The Case of Disappearing Civility


Civic Chandran wrote a play titled Ningal are Communistakki, a spoof / critique of late Thopppil Bhasi’s play that powerfully highlighted the working class struggle in Kerala, Ningal Enna Communistakki. Civic Chandran used a few characters and scenes from the original play to project his point of view that the communist party has failed to set out the goals sought to be achieved. Little did he expect trouble from a different quarter! That too a day before the play was to be staged!

Bhasi’s legal heirs: Stop! Here’s the restraining order!
Civic Chandran: Nonsense! This is ‘fair use’. I’ve just copied certain scenes to amplify my criticism.
Bhasi’s legal heirs: Same character!
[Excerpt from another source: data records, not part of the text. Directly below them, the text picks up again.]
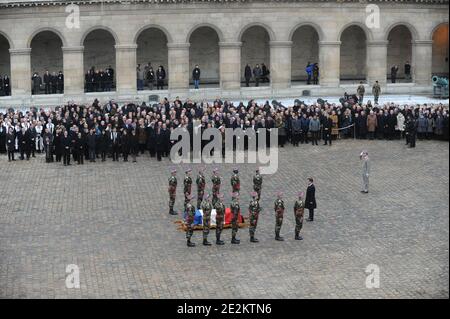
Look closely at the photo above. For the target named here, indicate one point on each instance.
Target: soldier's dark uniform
(206, 209)
(172, 191)
(254, 210)
(257, 184)
(299, 210)
(279, 212)
(190, 214)
(187, 183)
(220, 216)
(216, 186)
(201, 183)
(235, 181)
(235, 208)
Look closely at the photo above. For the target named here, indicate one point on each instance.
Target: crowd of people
(147, 77)
(98, 131)
(49, 83)
(5, 85)
(99, 80)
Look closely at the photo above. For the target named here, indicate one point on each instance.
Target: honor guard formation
(207, 203)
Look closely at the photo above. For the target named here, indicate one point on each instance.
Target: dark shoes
(189, 244)
(253, 240)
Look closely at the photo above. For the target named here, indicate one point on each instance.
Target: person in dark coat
(310, 200)
(361, 124)
(160, 77)
(3, 133)
(47, 82)
(134, 148)
(48, 139)
(60, 82)
(54, 83)
(327, 125)
(115, 144)
(6, 86)
(196, 76)
(10, 144)
(66, 143)
(24, 143)
(78, 148)
(103, 144)
(247, 75)
(58, 145)
(125, 143)
(37, 81)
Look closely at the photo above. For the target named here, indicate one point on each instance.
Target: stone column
(329, 63)
(422, 61)
(20, 71)
(178, 66)
(230, 65)
(376, 63)
(126, 68)
(73, 69)
(280, 64)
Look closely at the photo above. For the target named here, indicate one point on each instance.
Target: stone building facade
(222, 36)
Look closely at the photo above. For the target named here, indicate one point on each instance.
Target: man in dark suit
(24, 143)
(327, 124)
(115, 144)
(310, 200)
(47, 82)
(66, 143)
(10, 144)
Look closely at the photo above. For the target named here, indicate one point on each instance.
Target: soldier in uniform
(206, 208)
(187, 186)
(257, 184)
(279, 212)
(220, 216)
(216, 185)
(254, 210)
(172, 190)
(201, 183)
(190, 214)
(235, 181)
(235, 208)
(299, 209)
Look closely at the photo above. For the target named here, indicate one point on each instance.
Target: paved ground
(111, 220)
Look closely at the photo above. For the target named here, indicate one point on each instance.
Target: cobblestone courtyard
(112, 221)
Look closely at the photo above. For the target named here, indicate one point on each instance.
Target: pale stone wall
(46, 53)
(255, 48)
(353, 53)
(440, 51)
(204, 51)
(305, 48)
(152, 47)
(99, 50)
(399, 49)
(5, 60)
(250, 32)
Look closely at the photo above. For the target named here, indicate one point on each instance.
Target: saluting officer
(254, 210)
(279, 212)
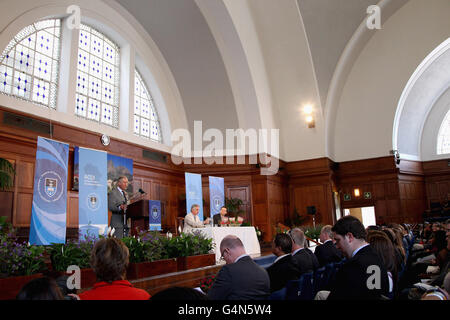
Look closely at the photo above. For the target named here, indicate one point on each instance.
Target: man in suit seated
(363, 276)
(241, 278)
(303, 258)
(283, 268)
(191, 220)
(327, 251)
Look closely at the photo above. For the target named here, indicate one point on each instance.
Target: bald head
(298, 238)
(231, 247)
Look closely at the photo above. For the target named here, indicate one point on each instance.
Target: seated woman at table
(191, 220)
(221, 217)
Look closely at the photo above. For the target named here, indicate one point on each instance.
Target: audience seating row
(307, 286)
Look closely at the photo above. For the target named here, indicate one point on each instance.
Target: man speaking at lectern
(117, 204)
(192, 220)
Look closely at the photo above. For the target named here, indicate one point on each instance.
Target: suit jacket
(115, 199)
(242, 280)
(190, 222)
(352, 278)
(281, 272)
(328, 253)
(305, 261)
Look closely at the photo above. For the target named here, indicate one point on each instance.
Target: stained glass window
(29, 64)
(443, 145)
(146, 121)
(97, 88)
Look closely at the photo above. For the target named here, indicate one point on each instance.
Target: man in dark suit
(117, 204)
(283, 268)
(241, 278)
(327, 251)
(303, 258)
(362, 276)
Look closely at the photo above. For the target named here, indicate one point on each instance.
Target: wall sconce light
(308, 110)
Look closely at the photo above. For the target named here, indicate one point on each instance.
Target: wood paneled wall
(311, 183)
(399, 193)
(437, 180)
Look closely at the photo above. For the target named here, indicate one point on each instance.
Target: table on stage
(246, 234)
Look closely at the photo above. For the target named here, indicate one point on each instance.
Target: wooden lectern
(138, 213)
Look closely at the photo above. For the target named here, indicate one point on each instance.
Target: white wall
(365, 116)
(431, 128)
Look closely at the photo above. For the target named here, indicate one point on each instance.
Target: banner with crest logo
(216, 194)
(92, 194)
(154, 215)
(49, 208)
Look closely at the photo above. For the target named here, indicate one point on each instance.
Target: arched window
(146, 121)
(29, 64)
(443, 145)
(97, 89)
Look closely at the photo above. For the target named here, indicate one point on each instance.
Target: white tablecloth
(246, 234)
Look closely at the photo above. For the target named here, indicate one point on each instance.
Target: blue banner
(49, 209)
(92, 195)
(216, 194)
(194, 192)
(119, 166)
(154, 215)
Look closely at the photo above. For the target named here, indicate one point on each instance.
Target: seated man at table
(283, 269)
(192, 220)
(302, 257)
(241, 278)
(221, 217)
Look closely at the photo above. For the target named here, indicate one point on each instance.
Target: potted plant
(76, 253)
(192, 250)
(6, 174)
(147, 256)
(19, 262)
(234, 207)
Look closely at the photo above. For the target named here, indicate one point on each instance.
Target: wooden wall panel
(72, 210)
(399, 192)
(6, 205)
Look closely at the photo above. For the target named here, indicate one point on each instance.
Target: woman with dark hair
(40, 289)
(399, 257)
(383, 246)
(109, 259)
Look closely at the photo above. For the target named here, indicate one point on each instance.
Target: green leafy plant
(6, 174)
(233, 206)
(147, 246)
(18, 259)
(187, 245)
(72, 253)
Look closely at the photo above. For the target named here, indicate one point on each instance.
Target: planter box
(194, 262)
(88, 277)
(10, 287)
(150, 269)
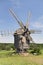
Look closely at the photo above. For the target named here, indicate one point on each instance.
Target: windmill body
(20, 42)
(22, 36)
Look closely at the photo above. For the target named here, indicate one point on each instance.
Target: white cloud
(6, 39)
(38, 23)
(16, 3)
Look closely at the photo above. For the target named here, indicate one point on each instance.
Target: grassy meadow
(8, 57)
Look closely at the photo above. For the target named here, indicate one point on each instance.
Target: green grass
(9, 58)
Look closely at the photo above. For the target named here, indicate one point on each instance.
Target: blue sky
(21, 8)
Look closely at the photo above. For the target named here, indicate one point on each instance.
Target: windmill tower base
(20, 43)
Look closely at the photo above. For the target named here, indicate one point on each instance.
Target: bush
(35, 49)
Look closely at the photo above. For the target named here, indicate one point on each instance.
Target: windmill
(22, 36)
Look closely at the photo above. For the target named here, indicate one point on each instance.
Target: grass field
(9, 58)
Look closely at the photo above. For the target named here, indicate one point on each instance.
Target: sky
(21, 9)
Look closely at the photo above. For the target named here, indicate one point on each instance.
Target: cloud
(38, 23)
(16, 3)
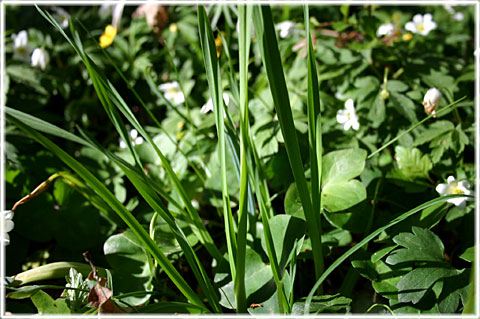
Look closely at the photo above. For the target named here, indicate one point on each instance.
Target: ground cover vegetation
(239, 159)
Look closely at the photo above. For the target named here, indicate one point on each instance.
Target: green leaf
(396, 86)
(421, 246)
(46, 305)
(286, 230)
(259, 284)
(414, 285)
(404, 106)
(323, 304)
(339, 191)
(434, 130)
(468, 254)
(130, 263)
(342, 195)
(411, 163)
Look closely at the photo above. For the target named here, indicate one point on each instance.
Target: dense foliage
(227, 170)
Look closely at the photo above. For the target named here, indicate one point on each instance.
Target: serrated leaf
(434, 130)
(46, 304)
(411, 162)
(404, 106)
(420, 246)
(414, 285)
(321, 304)
(396, 86)
(339, 191)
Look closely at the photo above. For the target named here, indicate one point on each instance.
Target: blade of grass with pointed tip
(267, 41)
(214, 83)
(111, 200)
(374, 234)
(145, 189)
(314, 131)
(111, 100)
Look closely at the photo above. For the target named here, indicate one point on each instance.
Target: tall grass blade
(267, 41)
(363, 242)
(124, 214)
(215, 87)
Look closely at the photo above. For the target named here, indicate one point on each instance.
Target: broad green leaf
(285, 231)
(404, 106)
(342, 195)
(434, 130)
(420, 246)
(46, 305)
(259, 282)
(130, 263)
(396, 86)
(411, 163)
(343, 165)
(414, 285)
(323, 304)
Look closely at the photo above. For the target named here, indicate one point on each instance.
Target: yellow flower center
(173, 28)
(457, 191)
(106, 39)
(407, 37)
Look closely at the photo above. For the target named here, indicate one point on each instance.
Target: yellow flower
(407, 37)
(106, 39)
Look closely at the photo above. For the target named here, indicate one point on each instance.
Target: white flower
(348, 117)
(61, 16)
(208, 107)
(454, 187)
(6, 225)
(40, 58)
(286, 28)
(135, 139)
(386, 29)
(172, 92)
(21, 48)
(458, 16)
(421, 24)
(431, 100)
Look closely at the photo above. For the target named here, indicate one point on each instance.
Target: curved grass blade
(214, 83)
(126, 216)
(264, 29)
(374, 234)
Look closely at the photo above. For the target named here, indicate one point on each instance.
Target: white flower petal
(465, 184)
(9, 225)
(138, 140)
(418, 18)
(355, 124)
(349, 105)
(441, 189)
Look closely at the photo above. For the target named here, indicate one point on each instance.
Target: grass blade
(374, 234)
(267, 41)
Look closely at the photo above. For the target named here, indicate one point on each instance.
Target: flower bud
(431, 100)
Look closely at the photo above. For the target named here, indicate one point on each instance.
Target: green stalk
(124, 214)
(214, 83)
(245, 14)
(414, 127)
(314, 135)
(367, 239)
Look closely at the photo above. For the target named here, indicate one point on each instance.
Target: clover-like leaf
(423, 245)
(339, 191)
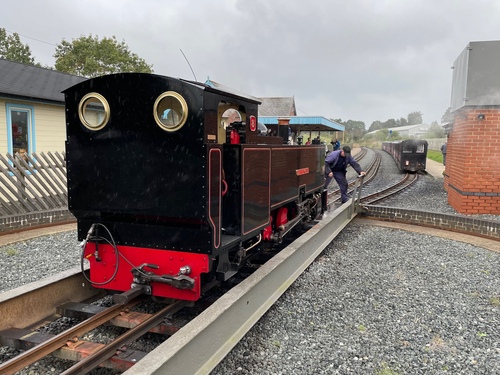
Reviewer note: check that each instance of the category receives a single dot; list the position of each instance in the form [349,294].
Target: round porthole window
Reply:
[170,111]
[94,111]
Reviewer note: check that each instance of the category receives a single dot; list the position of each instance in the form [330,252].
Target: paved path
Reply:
[434,168]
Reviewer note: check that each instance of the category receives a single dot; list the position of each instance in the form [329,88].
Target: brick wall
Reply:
[472,174]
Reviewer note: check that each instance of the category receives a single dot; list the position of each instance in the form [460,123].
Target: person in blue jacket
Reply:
[336,167]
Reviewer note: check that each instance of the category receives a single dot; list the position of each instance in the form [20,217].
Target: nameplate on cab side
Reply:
[301,171]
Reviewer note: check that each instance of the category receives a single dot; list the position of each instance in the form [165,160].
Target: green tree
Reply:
[90,57]
[355,129]
[391,123]
[11,48]
[415,118]
[402,122]
[376,125]
[435,131]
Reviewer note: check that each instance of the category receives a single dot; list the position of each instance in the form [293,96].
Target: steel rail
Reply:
[92,361]
[34,354]
[201,344]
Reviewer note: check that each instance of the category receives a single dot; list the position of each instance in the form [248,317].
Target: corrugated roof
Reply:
[306,123]
[32,82]
[283,106]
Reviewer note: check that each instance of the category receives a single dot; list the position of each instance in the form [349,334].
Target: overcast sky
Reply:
[362,60]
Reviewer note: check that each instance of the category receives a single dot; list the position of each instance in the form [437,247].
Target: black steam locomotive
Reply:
[410,155]
[173,185]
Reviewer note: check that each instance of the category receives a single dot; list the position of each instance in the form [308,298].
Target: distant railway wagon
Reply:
[410,155]
[174,183]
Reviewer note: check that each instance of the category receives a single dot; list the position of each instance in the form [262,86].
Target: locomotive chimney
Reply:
[284,129]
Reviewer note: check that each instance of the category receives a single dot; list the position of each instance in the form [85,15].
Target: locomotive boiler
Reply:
[173,185]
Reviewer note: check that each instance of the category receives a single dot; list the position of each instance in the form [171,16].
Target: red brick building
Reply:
[472,174]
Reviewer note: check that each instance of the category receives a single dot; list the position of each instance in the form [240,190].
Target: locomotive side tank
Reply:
[172,184]
[410,155]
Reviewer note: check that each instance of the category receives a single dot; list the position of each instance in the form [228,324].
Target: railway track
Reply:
[230,316]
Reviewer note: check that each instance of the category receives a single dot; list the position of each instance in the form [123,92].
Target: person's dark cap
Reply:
[347,150]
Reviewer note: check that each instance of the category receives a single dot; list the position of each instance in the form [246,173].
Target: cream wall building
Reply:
[32,108]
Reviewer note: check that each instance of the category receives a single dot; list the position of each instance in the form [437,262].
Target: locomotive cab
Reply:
[171,182]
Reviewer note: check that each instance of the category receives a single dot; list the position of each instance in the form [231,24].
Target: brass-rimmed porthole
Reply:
[170,111]
[94,111]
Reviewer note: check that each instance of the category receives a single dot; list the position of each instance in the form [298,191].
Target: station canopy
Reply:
[305,123]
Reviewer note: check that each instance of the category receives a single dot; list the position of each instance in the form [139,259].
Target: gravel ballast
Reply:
[377,301]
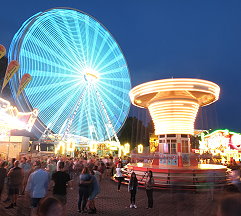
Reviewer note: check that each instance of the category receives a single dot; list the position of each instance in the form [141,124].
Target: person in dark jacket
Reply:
[15,176]
[132,188]
[3,175]
[149,188]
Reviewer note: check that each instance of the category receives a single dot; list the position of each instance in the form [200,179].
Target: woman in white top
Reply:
[119,175]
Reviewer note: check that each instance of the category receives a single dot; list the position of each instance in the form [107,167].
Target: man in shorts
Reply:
[60,180]
[15,176]
[37,185]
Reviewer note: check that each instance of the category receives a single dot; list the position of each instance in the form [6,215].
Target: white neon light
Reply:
[174,103]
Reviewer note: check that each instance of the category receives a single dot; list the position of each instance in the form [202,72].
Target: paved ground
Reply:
[111,202]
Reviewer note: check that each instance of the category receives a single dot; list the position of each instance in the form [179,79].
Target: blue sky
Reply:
[163,39]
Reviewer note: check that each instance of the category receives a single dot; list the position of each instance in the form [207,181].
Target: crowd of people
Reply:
[45,182]
[36,178]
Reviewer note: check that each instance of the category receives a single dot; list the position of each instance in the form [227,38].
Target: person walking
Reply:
[85,181]
[26,171]
[60,179]
[149,188]
[95,189]
[3,175]
[119,176]
[15,176]
[10,166]
[37,185]
[132,188]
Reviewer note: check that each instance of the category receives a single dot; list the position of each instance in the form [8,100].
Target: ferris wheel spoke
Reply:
[87,36]
[81,44]
[114,87]
[100,49]
[99,118]
[115,107]
[93,49]
[109,93]
[110,111]
[33,89]
[103,58]
[113,61]
[55,115]
[57,73]
[42,60]
[115,71]
[53,48]
[66,41]
[59,54]
[50,101]
[118,80]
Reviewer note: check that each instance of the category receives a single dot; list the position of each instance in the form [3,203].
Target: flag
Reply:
[12,68]
[23,83]
[2,51]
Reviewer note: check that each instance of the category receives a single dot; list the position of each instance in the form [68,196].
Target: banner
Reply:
[23,83]
[12,68]
[2,51]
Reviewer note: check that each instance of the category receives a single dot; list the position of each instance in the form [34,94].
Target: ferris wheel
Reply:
[80,79]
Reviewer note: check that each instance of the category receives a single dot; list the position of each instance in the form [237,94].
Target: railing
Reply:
[182,179]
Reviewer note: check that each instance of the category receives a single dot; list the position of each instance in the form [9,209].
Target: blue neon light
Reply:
[68,53]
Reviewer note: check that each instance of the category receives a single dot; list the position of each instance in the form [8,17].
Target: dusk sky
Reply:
[164,39]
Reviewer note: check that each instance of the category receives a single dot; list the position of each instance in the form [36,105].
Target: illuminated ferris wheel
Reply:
[80,79]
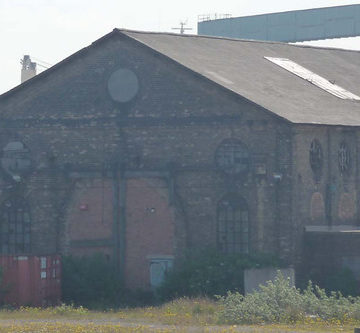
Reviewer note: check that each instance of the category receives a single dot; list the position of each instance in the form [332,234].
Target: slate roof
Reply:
[240,66]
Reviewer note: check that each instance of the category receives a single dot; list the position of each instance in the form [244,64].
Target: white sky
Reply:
[51,30]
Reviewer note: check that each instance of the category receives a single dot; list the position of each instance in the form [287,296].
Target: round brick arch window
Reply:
[233,157]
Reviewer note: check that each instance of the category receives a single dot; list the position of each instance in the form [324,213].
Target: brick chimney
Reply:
[28,69]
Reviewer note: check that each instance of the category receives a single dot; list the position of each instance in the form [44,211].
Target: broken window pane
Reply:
[316,158]
[344,158]
[15,228]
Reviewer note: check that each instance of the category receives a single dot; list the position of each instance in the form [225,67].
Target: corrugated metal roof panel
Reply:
[313,78]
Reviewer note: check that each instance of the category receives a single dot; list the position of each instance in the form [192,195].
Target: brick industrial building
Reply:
[144,144]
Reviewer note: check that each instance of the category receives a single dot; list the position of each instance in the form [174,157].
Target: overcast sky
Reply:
[51,30]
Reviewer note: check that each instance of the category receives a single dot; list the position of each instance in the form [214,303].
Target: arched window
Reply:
[344,158]
[233,157]
[15,226]
[316,158]
[233,225]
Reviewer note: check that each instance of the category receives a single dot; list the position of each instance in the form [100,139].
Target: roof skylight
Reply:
[313,78]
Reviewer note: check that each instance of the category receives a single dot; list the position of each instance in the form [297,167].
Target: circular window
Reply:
[344,158]
[123,85]
[316,156]
[232,157]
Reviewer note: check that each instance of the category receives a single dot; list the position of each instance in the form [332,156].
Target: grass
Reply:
[176,316]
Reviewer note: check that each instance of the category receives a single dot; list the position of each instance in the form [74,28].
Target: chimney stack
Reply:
[28,69]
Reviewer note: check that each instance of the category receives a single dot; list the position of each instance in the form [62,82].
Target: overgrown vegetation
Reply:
[279,302]
[90,281]
[208,273]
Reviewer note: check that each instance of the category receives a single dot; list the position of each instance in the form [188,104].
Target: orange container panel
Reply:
[31,280]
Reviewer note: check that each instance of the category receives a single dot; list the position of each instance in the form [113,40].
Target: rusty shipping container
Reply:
[30,280]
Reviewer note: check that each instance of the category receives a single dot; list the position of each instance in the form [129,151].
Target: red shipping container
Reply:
[30,280]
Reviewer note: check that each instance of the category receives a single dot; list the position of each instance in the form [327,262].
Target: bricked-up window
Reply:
[344,158]
[233,225]
[15,158]
[15,225]
[316,158]
[233,157]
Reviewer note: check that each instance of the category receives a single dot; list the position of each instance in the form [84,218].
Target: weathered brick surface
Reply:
[158,151]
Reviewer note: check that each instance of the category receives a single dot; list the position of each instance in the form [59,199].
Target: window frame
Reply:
[238,208]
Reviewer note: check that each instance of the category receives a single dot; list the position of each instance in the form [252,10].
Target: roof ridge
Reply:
[122,30]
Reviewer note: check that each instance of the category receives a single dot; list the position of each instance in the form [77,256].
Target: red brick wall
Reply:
[90,216]
[149,228]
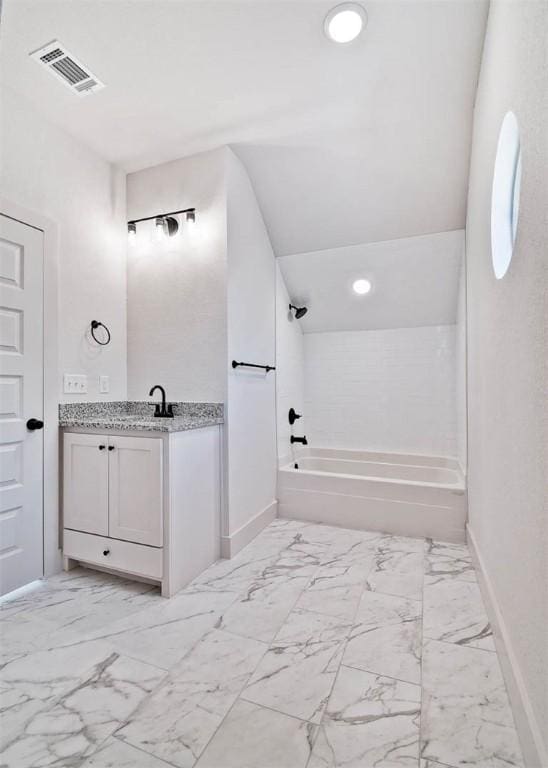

Same scenes?
Court: Hmmm. If the intention is to criticize the original, it’s inevitable for certain characters and scenes to be there. Play can be staged.

In the case of parodies, substantial quoting of the original is inevitable.


Can you criticize or do a parody of a copyrighted work without permission? The copyright law allows fair use of copyrighted work without the permission of the right's holder. Criticism, parody, review of copyrighted work is allowed even without the copyright holder's permission.

When can you copy dialogues, scenes and characters, without the copyright holder’s permission? Dialogues, scenes, characters from a copyrighted work can be copied in a parody.

Also read Section 52(1)(a) of the Copyright Act, 1957

Best Practices or Quick, Tell Me How to Avoid Conflict!

Parody and criticism are genuine grounds for expression. It adds to the discussion on a particular piece of work. You may not agree, but it is fair. You could parody the parody, or reply with an even stronger play. Legal recourse is not an option.